Background & aims: Prolyl and asparaginyl hydroxylases are key oxygen-sensing enzymes that confer hypoxic sensitivity to transcriptional regulatory pathways including the hypoxia inducible factor 1 (HIF-1) and nuclear factor-kappaB (NF-kappaB). Knockout of either HIF-1 or (IKKbeta-dependent) NF-kappaB pathways in intestinal epithelial cells promotes inflammatory disease in murine models of colitis. Both HIF-1 and NF-kappaB pathways are repressed by the action of hydroxylases through the hydroxylation of key regulatory molecules.
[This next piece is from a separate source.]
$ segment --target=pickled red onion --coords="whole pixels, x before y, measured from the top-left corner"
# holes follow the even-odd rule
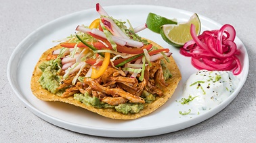
[[[190,34],[192,40],[180,49],[179,53],[191,57],[192,65],[198,69],[232,70],[234,75],[242,72],[242,66],[236,55],[240,51],[234,42],[236,30],[230,24],[219,30],[207,30],[198,36],[195,26],[192,24]]]

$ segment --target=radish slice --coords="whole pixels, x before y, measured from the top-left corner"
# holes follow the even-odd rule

Methods: In this study we have investigated the effects of the hydroxylase inhibitor dimethyloxalylglycine (DMOG) on Caco-2 intestinal epithelial cells in vitro and in a dextran sodium sulfate-induced model of murine colitis.
Results: DMOG induces both HIF-1 and NF-kappaB activity in cultured intestinal epithelial cells, and is profoundly protective in dextran-sodium sulfate colitis in a manner that is at least in part reflected by the development of an anti-apoptotic phenotype in intestinal epithelial cells, which we propose reduces epithelial barrier dysfunction.
Conclusions: These data show that hydroxylase inhibitors such as DMOG represent a new strategy for the treatment of inflammatory bowel disease.